A Norfolk Place
Updated: Jul 26, 2021
I spent much of Spring photographing a single location, almost obsessively so. I was trying to develop a series of images looking at one location and the species that inhabited it, animals that most people overlook or take for granted.
The field lies at the far end of a shallow valley, just a short walk from my home, and it’s a beguiling little patch with views across to the fenland, along the Waveney Valley and down to the church on one side, and a meadow with two large ancient oaks on the other. One of these is home to a family of little owls, and the other to raucous jackdaws. Its charms are all the richer because it seems timeless, and is utterly at odds with the surrounding and uncompromisingly farmed countryside.
I mentioned that it’s just a short walk from home, but I confess I travelled there each evening by car, using it as a makeshift hide. In fact, the road is sunken somewhat below the level of the field, and at certain points I could stop the car and be exactly at eye level with my subject. It is testament to the quietness of this particular patch of Norfolk that I often stopped in the road, switched off my engine and photographed the wildlife undisturbed.
It is surprising what you notice when your focus is turned on one place for an extended time. I began to get to know the male pheasants and I had better and closer views of native grey partridges than I had ever had before. I also started learn the habits of the local hares, what time they were likely to appear and where, and there was the odd visit from the little owls too.
Can you spy the little owl glowering at me in this shot?
I began to look forward to the arrival of the debonaire male pheasants, especially when the late evening sun illuminated their feathers, making them appear as if they were wearing a fancy suit of golden lamellar armour. I became a little obsessed with trying to capture their exuberant flourishes, and their faintly ridiculous territorial performances with all its fluster and flapping.

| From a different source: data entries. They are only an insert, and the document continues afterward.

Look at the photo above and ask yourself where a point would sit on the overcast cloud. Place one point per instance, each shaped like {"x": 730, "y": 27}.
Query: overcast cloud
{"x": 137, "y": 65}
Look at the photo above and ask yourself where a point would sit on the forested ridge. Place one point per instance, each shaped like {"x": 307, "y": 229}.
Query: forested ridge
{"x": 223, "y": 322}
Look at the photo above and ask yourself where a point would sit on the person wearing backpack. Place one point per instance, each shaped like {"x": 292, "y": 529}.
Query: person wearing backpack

I used a single lens on almost every shoot, my trusty Canon 500mm, often with a 1x4 extender attached, making it a 700mm lens. Perhaps a little excessive you might think, but it made me work within strict parameters, and I found it a challenge to think of how best to frame each moment or encounter. I was also using my new Canon EOS R5, and most of my shots were taken handheld. The camera’s stabilization worked so well that I often shot at very low shutter speeds, something which previously wouldn’t have been possible without a sturdy tripod.

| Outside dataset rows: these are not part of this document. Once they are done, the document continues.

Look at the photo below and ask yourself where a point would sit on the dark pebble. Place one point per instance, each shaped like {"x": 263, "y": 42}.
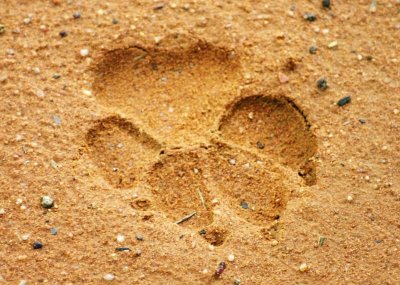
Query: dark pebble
{"x": 221, "y": 268}
{"x": 326, "y": 4}
{"x": 63, "y": 34}
{"x": 37, "y": 245}
{"x": 322, "y": 84}
{"x": 310, "y": 17}
{"x": 313, "y": 50}
{"x": 123, "y": 249}
{"x": 344, "y": 101}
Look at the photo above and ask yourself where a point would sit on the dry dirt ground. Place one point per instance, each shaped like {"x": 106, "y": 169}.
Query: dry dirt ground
{"x": 194, "y": 133}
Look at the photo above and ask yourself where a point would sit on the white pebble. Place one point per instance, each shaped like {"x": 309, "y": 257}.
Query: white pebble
{"x": 87, "y": 92}
{"x": 40, "y": 93}
{"x": 84, "y": 52}
{"x": 109, "y": 277}
{"x": 304, "y": 267}
{"x": 25, "y": 236}
{"x": 120, "y": 238}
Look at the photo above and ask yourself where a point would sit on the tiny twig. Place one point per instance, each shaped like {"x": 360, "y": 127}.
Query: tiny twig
{"x": 185, "y": 218}
{"x": 201, "y": 198}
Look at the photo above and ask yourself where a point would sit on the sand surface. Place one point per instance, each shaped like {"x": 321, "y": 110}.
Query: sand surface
{"x": 188, "y": 142}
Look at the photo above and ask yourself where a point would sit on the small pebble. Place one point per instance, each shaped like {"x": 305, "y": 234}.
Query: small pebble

More often than not the animals would keep their distance, but this made me think about the wider environment and how I might portray a little of the place they called home: the field margins and ditches, the thick hedgerows, cultivated fields, and the wooded copse down in the Waveney valley.

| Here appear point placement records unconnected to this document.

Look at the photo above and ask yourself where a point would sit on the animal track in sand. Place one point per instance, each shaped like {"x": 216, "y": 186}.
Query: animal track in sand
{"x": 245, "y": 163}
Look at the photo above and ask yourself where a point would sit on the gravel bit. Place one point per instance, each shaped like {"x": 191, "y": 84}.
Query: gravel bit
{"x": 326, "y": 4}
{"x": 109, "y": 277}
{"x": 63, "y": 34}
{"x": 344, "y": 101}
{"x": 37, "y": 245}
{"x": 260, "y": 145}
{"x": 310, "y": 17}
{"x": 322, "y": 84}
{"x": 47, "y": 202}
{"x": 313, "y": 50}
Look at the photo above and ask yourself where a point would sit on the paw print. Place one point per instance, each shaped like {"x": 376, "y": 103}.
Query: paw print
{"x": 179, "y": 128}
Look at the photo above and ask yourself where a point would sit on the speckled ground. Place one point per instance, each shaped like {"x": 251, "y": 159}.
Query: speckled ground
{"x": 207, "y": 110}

My preferred method was to sit and wait for the wildlife to come to me, but I confess impatience often got the better of me and I would slowly patrol the field margins, crawling along in first or second gear. This sometimes paid off, especially with the hares in the adjacent field that were just over the skyline. I knew their likely spots and that the sun would set beautifully behind them if they cooperated and sat up in the right place. I had some wonderfully close , but the silhouetted shot I had in mind eluded me. However, it’s there in my mind for next year.
I also began tentatively exploring video, knowing that the R5 is extremely capable, exploring the camera’s ability to record at 100fps for slow motion capture. I soon realized how essential a tripod is for steadying the camera when recording video, but nonetheless I had great fun attempting to capture the hares as they stretched and yawned, and the pheasant’s flustering displays.
On one occasion during our unpredictable spring, I had my camera trained on a contented hare, busily munching its way through the fresh green shoots. I hadn’t noticed the dark cloud looming behind me, intent as I was eyeing my subject through the viewfinder of my camera. The first flurry of snow was light, but the wind soon rose to a fair bluster and a blinding, blurring, snowstorm followed. The hare hunkered down with its back to the prevailing wind, and I kept trying to keep it in focus despite the snow billowing in through the window, covering the dashboard and passenger seat. It all but obscured the hare and in a few short minutes had carpeted the crop in white. It was a quite extraordinary May afternoon.
A brown hare enduring the British springtime weather.
Of course, the crops are high and the wildlife well-hidden now in late July, all their goings on obscured by the dense veil of the farmer’s crop, but there are still signs of their furtive activity, and it will soon be harvest. They won’t be able to hideaway for long.